By Rabbi Eli Schlanger & Nikki Goldstein
Saturday, May 23, 2026
Note: The following is an excerpt of Rabbi Eli
Schlanger and Nikki Goldstein’s Conversations with My Rabbi: Timeless Teachings for a Fractured
World. The book reads as a conversation between Rabbi Schlanger and
Goldstein, a secular writer. Shortly before the book’s completion, Schlanger
was killed during the Bondi Beach mass shooting in Australia in December 2025.
In this excerpt, Rabbi Schlanger and Goldstein discuss the Third Noahide Law,
“Do not murder.”
RABBI ELI: Let’s start simple. In Judaism, life is not
just sacred — it is divine. Every human being, regardless of background,
belief, or behavior, carries a spark of the divine. We say that every person is
created b’tzelem Elokim, in the image of God. That’s not just poetic.
That’s law. That’s foundation.
Murder, therefore, is not only an act of violence against
a human being. It is an act of violence against God Himself.
So “Do not murder” isn’t just about avoiding bloodshed.
It’s about learning to see the infinite potential inside every human
being. It’s about reverence. It’s about the love of God, and by extension, the
love of humanity.
It’s not just a legal line in the sand — it’s a
worldview. We’re not allowed to devalue life in any form. That’s why Jewish
ethics are so strong around the unborn, around end-of-life decisions, and even
around how we speak about people. Because murder starts with dehumanization.
The Torah makes it very clear — we’re made in God’s image. Once you forget
that, that every individual is an embodiment of God in the world, dreadful
things become possible. That’s when societies fall.
NIKKI: But how do we value human life — even in war?
RABBI ELI: There’s no glorification of violence in
Judaism. War is not desirable. It’s necessary in certain circumstances, but
always with limits. We’re told not to needlessly destroy trees in war. Think
about that — if a tree matters, how much more a human being?

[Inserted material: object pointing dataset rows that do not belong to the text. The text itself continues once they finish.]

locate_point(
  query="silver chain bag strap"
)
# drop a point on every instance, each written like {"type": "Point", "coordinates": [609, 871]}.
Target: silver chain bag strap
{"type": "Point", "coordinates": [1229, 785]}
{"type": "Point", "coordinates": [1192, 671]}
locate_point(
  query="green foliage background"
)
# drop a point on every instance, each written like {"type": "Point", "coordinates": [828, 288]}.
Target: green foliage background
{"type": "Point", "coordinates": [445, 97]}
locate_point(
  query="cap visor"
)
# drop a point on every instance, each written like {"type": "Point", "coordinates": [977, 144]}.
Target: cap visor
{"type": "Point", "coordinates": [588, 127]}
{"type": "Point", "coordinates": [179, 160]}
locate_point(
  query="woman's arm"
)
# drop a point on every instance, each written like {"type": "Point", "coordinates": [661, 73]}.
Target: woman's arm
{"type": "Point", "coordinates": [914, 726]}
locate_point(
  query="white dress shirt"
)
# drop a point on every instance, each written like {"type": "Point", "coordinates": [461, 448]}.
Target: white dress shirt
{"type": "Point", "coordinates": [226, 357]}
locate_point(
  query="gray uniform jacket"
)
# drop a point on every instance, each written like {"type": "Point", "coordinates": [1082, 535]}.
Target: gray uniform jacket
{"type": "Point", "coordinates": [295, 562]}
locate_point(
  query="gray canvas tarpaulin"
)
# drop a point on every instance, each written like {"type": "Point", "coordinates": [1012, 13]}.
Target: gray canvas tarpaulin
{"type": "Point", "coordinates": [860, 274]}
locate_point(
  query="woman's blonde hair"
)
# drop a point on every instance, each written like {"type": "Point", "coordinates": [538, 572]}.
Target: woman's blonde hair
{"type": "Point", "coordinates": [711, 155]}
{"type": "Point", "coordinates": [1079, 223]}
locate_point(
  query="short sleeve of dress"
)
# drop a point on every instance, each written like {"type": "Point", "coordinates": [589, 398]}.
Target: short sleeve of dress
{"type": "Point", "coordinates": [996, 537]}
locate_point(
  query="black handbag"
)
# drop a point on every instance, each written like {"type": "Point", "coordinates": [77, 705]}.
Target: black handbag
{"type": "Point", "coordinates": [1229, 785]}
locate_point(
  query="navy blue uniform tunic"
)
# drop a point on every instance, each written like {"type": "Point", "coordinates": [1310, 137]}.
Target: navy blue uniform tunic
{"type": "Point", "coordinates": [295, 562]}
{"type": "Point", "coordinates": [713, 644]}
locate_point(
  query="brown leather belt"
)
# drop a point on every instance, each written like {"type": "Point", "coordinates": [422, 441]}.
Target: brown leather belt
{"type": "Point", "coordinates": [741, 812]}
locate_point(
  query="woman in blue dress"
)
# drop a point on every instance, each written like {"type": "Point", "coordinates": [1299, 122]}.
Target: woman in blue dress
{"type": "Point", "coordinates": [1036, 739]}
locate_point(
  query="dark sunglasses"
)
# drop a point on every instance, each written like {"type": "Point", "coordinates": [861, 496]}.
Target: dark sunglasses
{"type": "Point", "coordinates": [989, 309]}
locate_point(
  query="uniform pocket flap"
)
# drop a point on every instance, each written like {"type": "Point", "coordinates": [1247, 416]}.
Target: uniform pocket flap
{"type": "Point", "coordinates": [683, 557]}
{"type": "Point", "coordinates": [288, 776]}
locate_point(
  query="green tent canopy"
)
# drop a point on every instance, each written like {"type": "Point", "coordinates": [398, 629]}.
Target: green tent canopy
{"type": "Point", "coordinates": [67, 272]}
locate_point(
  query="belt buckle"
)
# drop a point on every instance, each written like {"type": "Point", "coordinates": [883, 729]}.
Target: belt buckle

And we don’t celebrate death. Not even the death of our
enemies. When the angels wanted to sing after the Egyptians drowned in the sea,
God said no — “My handiwork is drowning.” That’s the Jewish heart. Even in
conflict, we don’t lose our compassion.
NIKKI: I had always thought the Third Noahide Law — “Do
not murder” — was the easiest to accept. Of course we shouldn’t kill each
other. But the more I sat with it, especially in the wake of rising
antisemitism, rhetoric of extermination, and the way people casually degrade
each other online, the more I understood this law was about sacred compassion
and universal love. The Jewish worldview does not see life merely as a
biological fact, but as a spiritual charge — a divine spark that comes with
responsibility. And suddenly, I have questions. What about emotional cruelty?
Is assisted dying murder? What about those who do seem irredeemably terrible?
RABBI ELI: To take emotional cruelty first, when we
embarrass someone publicly, for example, the Talmud says it’s like spilling
blood. When we speak cruelly, degrade, or isolate others, we’re participating
in a kind of spiritual violence. It may not show up in court, but it registers
in heaven.
NIKKI: So hurtful words — especially when we dehumanize
or vilify others — can carry that same moral weight?
RABBI ELI: Yes. Our words can kill spirit, hope, and
connection.
NIKKI: Or ideas? Or reputations, or a child’s sense of
safety?
RABBI ELI: Absolutely. The Torah speaks directly to that.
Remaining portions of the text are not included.